そういえば、七海の彼の話はたくさん聞いてきたけれど、どこの誰かまでは話していなかった。

名前も一切、口にしていなかったし、写真も見せてもらった事はない。

どんな人なんだろうって思う事はあったけれど、七海が付き合っている人ならきっとちゃんとした人だろうし、写真だって見せたければ見せてくるかなって思ってたから、要求した事は一度もなかった。
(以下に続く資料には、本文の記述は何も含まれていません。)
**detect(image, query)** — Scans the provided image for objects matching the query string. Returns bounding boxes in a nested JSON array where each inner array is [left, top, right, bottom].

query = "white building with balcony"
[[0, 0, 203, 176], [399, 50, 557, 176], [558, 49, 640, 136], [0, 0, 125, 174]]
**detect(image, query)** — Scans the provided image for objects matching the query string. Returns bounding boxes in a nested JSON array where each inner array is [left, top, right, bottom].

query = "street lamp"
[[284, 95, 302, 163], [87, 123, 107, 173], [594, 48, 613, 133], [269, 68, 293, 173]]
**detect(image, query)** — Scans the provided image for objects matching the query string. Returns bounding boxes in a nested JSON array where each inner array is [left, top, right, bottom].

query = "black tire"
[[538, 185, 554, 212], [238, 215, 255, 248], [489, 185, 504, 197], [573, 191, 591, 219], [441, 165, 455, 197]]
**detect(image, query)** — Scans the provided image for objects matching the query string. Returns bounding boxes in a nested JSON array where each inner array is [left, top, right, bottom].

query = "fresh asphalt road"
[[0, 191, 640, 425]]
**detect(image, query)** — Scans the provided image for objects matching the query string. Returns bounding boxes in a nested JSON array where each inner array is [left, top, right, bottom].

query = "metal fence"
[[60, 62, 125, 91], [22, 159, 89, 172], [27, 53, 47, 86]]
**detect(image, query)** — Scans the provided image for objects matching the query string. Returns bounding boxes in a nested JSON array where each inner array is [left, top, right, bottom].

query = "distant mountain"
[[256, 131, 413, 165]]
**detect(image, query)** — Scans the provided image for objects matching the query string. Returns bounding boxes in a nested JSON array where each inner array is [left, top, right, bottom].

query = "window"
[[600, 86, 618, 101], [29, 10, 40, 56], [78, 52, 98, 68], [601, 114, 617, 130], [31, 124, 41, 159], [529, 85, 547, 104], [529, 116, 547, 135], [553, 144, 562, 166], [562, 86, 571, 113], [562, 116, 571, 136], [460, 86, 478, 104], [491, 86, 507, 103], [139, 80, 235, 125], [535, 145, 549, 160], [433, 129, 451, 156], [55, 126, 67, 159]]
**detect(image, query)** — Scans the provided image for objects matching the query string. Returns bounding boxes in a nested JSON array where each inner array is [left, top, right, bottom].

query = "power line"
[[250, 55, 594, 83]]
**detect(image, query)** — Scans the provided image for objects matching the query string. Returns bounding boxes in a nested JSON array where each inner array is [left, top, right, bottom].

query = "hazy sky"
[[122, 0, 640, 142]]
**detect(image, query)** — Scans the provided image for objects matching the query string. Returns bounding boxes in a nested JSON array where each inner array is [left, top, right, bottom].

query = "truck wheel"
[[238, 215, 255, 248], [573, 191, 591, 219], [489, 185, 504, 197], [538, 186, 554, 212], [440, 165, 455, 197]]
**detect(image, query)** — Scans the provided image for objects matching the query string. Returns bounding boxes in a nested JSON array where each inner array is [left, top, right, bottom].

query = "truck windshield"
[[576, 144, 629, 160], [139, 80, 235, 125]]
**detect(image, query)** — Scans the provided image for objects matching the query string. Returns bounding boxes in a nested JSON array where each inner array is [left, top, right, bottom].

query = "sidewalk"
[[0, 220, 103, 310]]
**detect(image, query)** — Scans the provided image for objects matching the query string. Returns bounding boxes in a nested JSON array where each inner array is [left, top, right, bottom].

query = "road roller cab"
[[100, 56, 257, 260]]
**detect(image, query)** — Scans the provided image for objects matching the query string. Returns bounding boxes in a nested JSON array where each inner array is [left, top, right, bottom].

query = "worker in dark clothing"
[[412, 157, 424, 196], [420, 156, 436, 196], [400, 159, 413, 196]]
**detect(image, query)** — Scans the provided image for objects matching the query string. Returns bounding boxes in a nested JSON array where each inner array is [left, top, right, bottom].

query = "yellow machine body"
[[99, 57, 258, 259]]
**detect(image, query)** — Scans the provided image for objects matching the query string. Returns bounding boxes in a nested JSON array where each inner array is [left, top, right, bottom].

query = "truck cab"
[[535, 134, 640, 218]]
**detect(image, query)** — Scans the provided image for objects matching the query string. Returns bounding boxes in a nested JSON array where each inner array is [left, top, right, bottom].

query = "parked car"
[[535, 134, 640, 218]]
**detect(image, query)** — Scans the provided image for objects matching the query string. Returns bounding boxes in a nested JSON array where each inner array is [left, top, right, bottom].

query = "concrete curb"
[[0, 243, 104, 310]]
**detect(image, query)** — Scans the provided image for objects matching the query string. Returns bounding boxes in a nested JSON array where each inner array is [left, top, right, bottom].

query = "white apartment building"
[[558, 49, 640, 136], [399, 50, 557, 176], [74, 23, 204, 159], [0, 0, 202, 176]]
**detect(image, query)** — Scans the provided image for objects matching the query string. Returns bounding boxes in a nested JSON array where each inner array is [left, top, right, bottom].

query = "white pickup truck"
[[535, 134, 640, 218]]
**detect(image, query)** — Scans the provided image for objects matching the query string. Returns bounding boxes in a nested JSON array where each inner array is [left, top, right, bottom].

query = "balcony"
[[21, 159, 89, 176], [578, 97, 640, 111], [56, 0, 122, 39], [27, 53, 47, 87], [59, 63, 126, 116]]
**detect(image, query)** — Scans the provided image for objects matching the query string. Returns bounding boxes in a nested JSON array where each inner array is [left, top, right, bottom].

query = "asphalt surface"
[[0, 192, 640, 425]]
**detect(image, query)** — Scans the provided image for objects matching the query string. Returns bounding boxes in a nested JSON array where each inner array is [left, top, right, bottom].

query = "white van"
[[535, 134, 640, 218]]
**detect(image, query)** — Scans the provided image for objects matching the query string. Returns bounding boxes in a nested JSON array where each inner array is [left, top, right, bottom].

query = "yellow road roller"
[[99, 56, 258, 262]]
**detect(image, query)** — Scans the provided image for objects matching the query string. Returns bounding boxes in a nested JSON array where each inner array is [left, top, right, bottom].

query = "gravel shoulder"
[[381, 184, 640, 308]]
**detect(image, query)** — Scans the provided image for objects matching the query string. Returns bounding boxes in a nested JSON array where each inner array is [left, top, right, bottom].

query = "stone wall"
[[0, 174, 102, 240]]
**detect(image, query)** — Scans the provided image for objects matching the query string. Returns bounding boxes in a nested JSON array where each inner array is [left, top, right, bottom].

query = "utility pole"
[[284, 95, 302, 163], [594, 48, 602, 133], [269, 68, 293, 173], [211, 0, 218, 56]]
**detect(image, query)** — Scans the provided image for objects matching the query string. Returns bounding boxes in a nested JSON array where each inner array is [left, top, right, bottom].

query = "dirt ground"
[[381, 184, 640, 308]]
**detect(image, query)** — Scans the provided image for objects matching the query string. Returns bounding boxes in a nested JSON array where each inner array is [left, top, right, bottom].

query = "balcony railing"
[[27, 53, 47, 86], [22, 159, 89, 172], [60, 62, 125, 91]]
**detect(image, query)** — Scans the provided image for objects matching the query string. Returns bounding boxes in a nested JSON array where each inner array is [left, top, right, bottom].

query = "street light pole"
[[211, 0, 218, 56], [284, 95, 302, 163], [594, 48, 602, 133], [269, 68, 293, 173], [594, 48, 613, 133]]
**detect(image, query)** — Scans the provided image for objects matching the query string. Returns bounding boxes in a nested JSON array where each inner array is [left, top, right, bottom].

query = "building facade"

でも、私が見せてって言わなかったから、七海は見せてくれなかったのかもしれない。

言えばよかったのかな……。


「すみません。七海は私が写真を見せてって言ってくるのを待ってたのかもしれないです。でもそういう事を言ってもいいか考えちゃって、一度も言えませんでした。七海がお付き合いしている人なちゃんとした人だろうって思ってたから……」

「柚乃ちゃんが気に病む事じゃないよ。……そうか。七海には付き合ってる人がいたのか」

「……七海のスマホに写真とか入ってませんか?三年も付き合ってたんです」

「それが……スマホは浴槽に沈んでいて、電源が入らないんだ」


おじさんが差し出してきた赤いスマホ。

それは何度もこの目で見てきた、七海のスマホだった。

だけど、ディスプレイには無数のヒビが入っていた。

昨日の夜に飲んだ時には、こんなのは付いていなかった。


「柚乃ちゃんの電話番号は七海の手帳に記入してあったから、電話をさせてもらったんだけど……」

「……そうだったんですね。でも、昨夜はこんな傷なかったです」

「自分で壊したのか……それとも、誰かに壊されたのか」


……そうだ。

おじさんは、『手首を切った』と言ったけど、『自殺した』とは言っていない。

自殺したのでなければ、誰かに殺されたっていう事?


「……多分、自殺だろうって警察の人には言われたけれど」

「……でもっ!七海には自殺する理由なんかないんです!だって、彼にプロポーズされたって報告してくれたし、今度の企画会議に企画書を提出するからって、企画書のために一緒にカフェ巡りしたし……七海は……」


おじさんに話せば話すほど、私は七海の何を知っていたのか自信がなくなってくる。